In a pair of decisions dated 19 June 2015 and 17 July 2015 ([2015] EWHC 1723 (Admin) and [2015] EWHC 2041 (Admin)), Mr Justice Green, sitting in the High Court, quashed the recently introduced Section 28B of the Copyright Designs and Patent Act 1988 after an application for judicial review brought by BASCA, the Musicians’ Union and UK Music 2009 Limited.

Background

The new regulations, The Copyright and Rights in Performance (Personal Copies for Private Use) Regulations 2014, had introduced Section 28B to allow copying of a legitimately acquired work (other than a computer program) for private use. Such private use included copying the work into other formats, copying for use as a back-up or storing in cloud storage. The copyright would still be infringed, however, if a personal copy was transferred to another person other than on a private and temporary basis.

These regulations were implemented under the discretion provided by Article 5(2)(b) of the EU Copyright in the Information Society Directive. This gives member states of the EU the scope to create an exception to copyright for personal use, with the requirement that if more than de mininis harm is caused to the copyright holder by any new exception, compensation would be payable.

The UK government had considered compensation, possibly funded by a levy system on sales of blank media such as CDs, to be burdensome and therefore undesirable. Instead, the aim had been to introduce a new copyright exception that would avoid harm to the copyright holder and so would not require any kind of levy or compensation scheme. The Secretary of State’s view, after a consultation process, was that the narrow private use exception of Section 28B would cause zero or de minimis harm and so could be lawfully introduced without a compensation scheme.

The claimants from the music industry sought to challenge the new regulations on the basis that, amongst other factors, the evidence relied upon by the Secretary of State to justify the conclusion about harm was inadequate and could not support the conclusion that the exception would lead to minimal or zero harm.

In the first of the two decisions, Mr Justice Green sided with the claimants and decided that the evidence allowed conclusions to be drawn as a starting point, but were not capable of answering the very much more specific legal question as to whether harm was avoided to meet the de minimis threshold. He therefore concluded that the introduction of Section 28B was unlawful.

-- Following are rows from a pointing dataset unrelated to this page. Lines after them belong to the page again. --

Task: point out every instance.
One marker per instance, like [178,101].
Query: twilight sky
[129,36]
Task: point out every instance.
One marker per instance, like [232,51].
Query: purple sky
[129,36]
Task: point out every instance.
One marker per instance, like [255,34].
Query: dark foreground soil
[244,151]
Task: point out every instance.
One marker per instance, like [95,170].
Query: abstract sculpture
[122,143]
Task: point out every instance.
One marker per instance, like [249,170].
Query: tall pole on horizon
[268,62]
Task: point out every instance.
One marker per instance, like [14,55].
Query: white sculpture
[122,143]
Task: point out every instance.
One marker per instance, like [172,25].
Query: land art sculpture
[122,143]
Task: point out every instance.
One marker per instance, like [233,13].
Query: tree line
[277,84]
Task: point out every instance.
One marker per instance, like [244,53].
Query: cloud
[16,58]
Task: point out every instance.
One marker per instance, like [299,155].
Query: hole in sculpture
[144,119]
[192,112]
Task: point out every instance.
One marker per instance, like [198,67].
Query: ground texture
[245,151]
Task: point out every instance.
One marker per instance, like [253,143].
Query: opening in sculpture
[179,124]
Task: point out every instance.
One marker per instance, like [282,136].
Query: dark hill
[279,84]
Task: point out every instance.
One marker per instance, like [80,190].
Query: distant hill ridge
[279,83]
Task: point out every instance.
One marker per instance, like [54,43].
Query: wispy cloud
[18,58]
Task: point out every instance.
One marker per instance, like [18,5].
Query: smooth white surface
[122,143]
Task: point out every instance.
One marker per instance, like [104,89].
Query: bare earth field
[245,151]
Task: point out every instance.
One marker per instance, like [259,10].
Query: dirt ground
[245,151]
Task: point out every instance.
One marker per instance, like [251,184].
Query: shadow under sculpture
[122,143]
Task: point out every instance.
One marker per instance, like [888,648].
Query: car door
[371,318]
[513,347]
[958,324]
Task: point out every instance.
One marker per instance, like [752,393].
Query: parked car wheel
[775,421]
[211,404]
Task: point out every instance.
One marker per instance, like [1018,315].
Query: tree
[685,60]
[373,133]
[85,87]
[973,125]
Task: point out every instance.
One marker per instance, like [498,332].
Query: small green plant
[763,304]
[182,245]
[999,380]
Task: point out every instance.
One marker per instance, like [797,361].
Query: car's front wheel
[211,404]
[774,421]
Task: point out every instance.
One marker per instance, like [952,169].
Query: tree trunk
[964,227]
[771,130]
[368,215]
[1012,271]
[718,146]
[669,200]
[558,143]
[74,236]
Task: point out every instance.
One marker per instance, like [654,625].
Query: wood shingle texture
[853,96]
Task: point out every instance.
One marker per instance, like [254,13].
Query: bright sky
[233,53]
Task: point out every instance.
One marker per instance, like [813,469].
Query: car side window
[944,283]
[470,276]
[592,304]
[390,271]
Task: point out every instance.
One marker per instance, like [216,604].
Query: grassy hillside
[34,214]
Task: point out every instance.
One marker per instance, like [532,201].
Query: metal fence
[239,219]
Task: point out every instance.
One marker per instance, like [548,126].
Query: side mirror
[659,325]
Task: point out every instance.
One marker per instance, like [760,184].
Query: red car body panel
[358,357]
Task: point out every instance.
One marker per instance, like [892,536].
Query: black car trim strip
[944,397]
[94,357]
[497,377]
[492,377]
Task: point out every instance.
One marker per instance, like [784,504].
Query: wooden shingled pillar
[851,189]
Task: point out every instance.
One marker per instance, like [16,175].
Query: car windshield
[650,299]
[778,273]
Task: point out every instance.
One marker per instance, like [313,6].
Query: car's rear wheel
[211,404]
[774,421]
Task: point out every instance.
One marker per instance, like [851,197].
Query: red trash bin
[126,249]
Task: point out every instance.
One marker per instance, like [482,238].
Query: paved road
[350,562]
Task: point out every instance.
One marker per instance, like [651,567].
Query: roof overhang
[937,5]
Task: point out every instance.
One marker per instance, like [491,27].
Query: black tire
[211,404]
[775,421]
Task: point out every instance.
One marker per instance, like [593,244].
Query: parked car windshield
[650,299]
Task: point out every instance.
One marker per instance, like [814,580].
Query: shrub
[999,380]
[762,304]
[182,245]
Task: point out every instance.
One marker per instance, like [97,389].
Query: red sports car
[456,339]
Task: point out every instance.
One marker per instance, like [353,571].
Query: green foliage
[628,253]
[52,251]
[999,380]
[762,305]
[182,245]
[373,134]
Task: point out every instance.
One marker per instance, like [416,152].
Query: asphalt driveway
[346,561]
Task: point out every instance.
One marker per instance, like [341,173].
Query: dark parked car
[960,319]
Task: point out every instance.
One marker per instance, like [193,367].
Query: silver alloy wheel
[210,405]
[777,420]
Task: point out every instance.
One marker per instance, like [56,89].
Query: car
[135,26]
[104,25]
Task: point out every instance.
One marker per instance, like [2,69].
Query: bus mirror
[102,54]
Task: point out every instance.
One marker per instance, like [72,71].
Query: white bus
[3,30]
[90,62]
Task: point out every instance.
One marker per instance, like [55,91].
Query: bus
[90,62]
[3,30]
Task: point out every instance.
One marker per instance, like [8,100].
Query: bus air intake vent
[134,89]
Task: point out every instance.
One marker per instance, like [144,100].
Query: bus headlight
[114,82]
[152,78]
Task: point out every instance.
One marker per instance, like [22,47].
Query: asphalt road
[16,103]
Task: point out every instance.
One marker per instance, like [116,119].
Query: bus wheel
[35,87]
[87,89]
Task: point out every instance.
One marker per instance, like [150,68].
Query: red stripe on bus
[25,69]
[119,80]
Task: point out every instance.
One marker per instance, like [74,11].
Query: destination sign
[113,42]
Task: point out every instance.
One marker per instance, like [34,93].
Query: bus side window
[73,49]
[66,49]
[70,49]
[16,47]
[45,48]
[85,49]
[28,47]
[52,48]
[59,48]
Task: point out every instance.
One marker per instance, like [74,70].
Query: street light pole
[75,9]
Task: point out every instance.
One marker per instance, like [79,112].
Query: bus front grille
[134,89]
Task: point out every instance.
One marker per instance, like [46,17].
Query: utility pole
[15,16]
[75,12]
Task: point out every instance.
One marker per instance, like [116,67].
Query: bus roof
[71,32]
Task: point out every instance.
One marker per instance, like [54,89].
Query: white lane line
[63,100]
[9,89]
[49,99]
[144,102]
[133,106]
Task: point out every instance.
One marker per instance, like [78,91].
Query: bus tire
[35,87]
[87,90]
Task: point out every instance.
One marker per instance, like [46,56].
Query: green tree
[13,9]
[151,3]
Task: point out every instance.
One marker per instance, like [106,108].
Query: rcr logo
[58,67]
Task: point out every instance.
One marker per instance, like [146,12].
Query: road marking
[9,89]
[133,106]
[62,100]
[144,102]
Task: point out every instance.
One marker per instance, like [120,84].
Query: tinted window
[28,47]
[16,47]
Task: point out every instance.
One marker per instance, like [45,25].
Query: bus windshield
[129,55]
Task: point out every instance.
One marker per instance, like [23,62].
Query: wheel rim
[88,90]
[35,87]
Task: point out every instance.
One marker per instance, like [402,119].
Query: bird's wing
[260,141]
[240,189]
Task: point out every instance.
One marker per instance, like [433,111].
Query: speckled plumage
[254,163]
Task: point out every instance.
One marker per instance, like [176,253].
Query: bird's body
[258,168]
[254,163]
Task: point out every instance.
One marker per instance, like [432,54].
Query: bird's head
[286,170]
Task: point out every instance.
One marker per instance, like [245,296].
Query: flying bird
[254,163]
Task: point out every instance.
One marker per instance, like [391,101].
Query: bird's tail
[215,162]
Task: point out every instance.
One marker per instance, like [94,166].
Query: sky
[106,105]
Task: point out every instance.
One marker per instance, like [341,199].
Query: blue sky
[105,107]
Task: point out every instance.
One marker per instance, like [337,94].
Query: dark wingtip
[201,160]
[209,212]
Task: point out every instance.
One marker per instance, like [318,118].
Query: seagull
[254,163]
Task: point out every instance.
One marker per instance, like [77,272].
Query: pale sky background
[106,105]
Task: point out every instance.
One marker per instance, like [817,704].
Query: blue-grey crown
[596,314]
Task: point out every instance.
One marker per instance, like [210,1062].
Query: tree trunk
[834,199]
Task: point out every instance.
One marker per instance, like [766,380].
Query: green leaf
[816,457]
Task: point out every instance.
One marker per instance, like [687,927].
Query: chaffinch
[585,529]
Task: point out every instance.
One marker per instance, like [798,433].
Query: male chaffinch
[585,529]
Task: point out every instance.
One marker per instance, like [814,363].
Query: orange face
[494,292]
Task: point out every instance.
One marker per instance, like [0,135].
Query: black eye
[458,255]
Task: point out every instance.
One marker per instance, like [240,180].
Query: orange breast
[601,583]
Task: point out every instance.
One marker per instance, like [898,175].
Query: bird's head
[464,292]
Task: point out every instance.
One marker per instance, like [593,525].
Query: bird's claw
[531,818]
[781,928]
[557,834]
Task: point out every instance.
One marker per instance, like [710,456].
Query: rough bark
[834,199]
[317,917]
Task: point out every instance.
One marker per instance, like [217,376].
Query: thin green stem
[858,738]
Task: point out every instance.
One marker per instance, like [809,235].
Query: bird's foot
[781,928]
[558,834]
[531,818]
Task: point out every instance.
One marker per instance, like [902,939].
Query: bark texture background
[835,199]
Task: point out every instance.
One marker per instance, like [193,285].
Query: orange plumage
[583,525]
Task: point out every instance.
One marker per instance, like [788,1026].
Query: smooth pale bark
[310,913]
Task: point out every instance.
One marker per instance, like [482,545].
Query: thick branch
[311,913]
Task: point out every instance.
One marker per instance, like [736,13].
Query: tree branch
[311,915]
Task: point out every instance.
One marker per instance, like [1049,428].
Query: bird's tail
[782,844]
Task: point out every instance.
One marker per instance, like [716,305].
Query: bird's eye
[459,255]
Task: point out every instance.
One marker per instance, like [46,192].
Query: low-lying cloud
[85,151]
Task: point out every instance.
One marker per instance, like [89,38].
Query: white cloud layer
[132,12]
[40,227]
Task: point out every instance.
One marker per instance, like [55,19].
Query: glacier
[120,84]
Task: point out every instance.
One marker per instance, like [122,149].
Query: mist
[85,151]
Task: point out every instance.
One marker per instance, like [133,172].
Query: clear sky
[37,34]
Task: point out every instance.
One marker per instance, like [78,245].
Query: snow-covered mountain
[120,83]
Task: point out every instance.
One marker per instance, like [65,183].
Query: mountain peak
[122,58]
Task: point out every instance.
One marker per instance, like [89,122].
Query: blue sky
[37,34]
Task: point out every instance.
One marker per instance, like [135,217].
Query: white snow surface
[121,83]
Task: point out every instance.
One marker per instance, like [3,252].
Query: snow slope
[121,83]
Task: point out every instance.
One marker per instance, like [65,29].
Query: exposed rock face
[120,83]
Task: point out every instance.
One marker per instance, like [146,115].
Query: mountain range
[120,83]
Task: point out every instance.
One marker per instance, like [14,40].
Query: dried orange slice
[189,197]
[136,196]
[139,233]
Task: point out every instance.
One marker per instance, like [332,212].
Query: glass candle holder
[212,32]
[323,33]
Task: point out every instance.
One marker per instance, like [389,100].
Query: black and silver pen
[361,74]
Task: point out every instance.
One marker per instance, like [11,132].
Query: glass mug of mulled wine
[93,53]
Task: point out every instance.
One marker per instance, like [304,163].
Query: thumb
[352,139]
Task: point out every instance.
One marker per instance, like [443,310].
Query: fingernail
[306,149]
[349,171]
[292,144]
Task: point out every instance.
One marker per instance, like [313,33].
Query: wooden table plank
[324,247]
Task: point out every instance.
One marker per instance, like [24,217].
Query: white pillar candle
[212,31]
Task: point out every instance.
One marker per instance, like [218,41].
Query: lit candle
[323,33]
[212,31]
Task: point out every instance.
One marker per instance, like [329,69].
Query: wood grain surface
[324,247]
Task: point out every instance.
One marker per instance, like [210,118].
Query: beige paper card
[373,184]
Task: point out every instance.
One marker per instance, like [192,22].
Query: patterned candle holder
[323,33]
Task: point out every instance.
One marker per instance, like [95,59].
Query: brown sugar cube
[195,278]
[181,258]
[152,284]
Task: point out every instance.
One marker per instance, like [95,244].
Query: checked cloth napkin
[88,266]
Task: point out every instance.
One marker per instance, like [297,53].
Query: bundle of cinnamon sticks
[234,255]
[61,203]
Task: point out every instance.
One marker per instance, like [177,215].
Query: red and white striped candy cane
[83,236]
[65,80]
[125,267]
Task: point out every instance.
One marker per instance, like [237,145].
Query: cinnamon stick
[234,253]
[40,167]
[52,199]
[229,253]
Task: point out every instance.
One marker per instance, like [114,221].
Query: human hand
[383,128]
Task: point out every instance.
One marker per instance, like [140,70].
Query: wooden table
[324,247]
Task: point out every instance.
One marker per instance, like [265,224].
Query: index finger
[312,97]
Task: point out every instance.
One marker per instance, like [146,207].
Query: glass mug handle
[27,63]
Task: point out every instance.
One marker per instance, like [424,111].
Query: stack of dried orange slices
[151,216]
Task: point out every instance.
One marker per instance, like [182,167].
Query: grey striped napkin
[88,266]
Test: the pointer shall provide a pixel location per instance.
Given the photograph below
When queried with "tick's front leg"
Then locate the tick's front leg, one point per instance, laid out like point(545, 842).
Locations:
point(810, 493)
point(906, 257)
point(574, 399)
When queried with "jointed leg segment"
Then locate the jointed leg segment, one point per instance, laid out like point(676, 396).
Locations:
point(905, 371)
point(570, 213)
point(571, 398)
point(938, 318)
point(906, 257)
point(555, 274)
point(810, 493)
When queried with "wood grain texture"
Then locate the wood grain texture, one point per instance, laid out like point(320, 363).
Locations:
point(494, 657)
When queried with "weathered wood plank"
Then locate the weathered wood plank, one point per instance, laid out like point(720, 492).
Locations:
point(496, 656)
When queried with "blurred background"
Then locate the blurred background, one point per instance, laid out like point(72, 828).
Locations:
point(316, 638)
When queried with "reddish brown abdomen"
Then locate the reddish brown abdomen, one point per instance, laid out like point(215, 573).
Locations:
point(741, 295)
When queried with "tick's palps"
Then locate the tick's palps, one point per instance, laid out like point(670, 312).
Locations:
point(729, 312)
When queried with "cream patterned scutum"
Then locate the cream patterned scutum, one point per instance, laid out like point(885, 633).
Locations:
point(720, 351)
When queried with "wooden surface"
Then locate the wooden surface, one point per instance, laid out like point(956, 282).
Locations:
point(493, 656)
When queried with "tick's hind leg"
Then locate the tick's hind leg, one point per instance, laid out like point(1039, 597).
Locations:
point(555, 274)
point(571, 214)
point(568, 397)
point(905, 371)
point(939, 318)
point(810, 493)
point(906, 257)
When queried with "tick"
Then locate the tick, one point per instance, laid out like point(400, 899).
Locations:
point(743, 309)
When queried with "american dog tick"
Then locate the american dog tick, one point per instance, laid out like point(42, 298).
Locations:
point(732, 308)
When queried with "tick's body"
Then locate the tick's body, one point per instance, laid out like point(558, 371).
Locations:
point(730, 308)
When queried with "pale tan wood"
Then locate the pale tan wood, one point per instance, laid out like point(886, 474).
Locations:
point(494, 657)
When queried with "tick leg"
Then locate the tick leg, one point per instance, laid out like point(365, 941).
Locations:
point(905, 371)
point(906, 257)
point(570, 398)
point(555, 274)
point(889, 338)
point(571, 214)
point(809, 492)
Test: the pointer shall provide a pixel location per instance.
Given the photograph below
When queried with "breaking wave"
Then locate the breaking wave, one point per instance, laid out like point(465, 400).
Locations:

By the time of the second of the two decisions, further submissions had been received from the Secretary of State accepting the position that the regulations should be quashed. The Secretary of State welcomed the guidance of the court and said that “he will now take the opportunity to reflect further and in due course take a view as whether, and in what form, any further factual enquires should be carried out and whether a new private copying exception should be introduced.”

Mr Justice Green therefore proceeded to quash the regulations with prospective effect, but declined to decide whether the quashing order should have retrospective effect, saying instead that that this should be determined in the context of litigation between a specific copyright holder and an alleged infringer.

Conclusion

The result of the quashing order is that any copies of material that attract copyright which were made for private use before Section 28B was introduced, and those copies made after the date of the quashing order, will remain unlawful. The status of copies made while Section 28B was in force has not been decided.

This means that copying for private use, which is widespread by those who buy copyrighted works such as music tracks, is once again an infringement of copyright. This includes, for example, making a cloud storage backup or saving a copy of a song from a CD onto a computer or an MP3 player. Despite this, as has been the case in the past, we would not expect any significant pursuit of those individuals who copy for private use by organisations in the film and music industry.

Having said this, there may be situations where private copying could cause harm to specific copyright holders, who can now once again enforce their rights to prevent such copying. Smaller organisations, individual musicians, artists or photographers may, for example, feel that specific instances of private copying could cause them harm and they might wish to seek damages or an injunction. In this case, we may see smaller claims pursued against small scale copying in the Intellectual Property Enterprise Court (IPEC), which would allow more affordable copyright infringement actions.

Although the government has failed to allow copying for private use on this occasion, this is not likely to be the end of this issue and once the Secretary of State has reviewed the situation a fresh piece of legislation could be considered. Therefore the legal situation may well change again in the future.